From Reykjavic, Stephen Beard reports.


Stephen Beard: After the glamour of high finance, this may sound like a bit of a letdown. Iceland’s newest business — a shop selling second-hand clothes for young kids. It’s the first of its kind in this country, a clear sign of tough times. Orri Blondall and his wife came up with the idea as a way of making ends meet.

Orri Blondall: At difficult times people have to think what to do. And this is exactly what we thought of. This is what we thought of.

Business is brisk, but second-hand clothes are not going to save the nation. Iceland’s natural resources might. As the economy contracts, many people are thinking about fish as a way out of the crisis. Stefan Alfsson is a currency trader who lost his job in the crash. He says you see images of fish every time you handle the country’s coins.

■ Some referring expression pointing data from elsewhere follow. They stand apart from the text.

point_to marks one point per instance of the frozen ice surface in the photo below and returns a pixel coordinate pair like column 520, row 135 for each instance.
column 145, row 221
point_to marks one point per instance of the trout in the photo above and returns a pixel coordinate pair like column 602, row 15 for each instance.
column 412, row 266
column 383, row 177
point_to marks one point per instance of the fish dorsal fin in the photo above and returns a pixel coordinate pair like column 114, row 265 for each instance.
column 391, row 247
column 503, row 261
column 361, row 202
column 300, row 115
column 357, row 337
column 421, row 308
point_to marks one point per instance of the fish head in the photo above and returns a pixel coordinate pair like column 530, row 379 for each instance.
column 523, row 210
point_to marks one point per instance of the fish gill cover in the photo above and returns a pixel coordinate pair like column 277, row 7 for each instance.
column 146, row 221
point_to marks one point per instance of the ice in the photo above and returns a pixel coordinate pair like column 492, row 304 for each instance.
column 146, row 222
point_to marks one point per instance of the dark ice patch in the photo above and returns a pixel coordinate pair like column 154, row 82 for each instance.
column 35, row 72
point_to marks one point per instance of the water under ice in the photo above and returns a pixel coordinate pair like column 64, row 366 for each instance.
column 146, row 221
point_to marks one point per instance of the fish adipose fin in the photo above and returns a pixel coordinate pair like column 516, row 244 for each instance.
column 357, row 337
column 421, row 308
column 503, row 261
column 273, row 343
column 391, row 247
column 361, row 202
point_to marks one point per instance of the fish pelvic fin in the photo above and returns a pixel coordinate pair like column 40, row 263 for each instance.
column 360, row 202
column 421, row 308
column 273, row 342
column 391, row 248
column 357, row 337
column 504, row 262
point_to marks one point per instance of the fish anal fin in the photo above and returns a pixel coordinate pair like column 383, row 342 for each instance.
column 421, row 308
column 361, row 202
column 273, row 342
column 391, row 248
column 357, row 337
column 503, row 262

Stefan Alfsson: Look at our poor currency. I mean, if you look it — the coins — what do you see? All pictures of fish on it. I mean it’s so deep in the culture and the definition of who we are as a nation.

Stefan was a fisherman. At 23 he was Iceland’s youngest skipper. Then he left to take a business degree and eventually became a currency trader. Now his financial career is over, Stefan is thinking of going back to sea.

Alfsson: We have one of the best fishing grounds in the world. We always come back to this. I mean, it is what we know best. Probably it is at least in part what will get us out of this crisis.

Fishing still accounts for 70 percent of export earnings and 10 percent of GDP. But it’s difficult to see how this industry could expand without damaging the country’s carefully conserved fish stocks. Iceland could fall back on its other great natural resource: low-cost, non polluting energy.

Power plant worker: Here we have our geothermal turbines.

This power plant — on a volcanic ridge not far from Reykjavic — processes hot water and steam piped up from deep within the earth’s crust. Along with hydropower from its glaciers, as well, Iceland can generate vast amounts of cheap ,green electricity. Already it drives virtually everything in the country except transport. If all vehicles can be converted to run on electric or hydrogen power, Iceland could become a model for the 21st century — the world’s first fossil-fuel free country. Jon Born Skulason of Icelandic New Energy:

Jon Born Skulason: We can be self-sufficient with energy. We don’t have to spend a lot of valuable foreign currency to import fossil fuels. And if we can electrify the economy, of course that will have a big impact on the economic life of Iceland. And that’s the beautiful future.

A future that’s probably at least ten years away. In the meantime, given the grim reality of the present, anything’s worth a shot. Like this computer game:

“Eve On Line”: This is live footage of the rebels Borg and Solitude where imperial navy warships.

“Eve On Line” is a multiple player game developed in Iceland. It’s growing fast. More than a quarter of a million people worldwide are now taking part. It was created here by programmers who lost their jobs in the dot-com crash. A sign perhaps that Icelanders can and do bounce back.

In Reykjavic, this is Stephen Beard for Marketplace.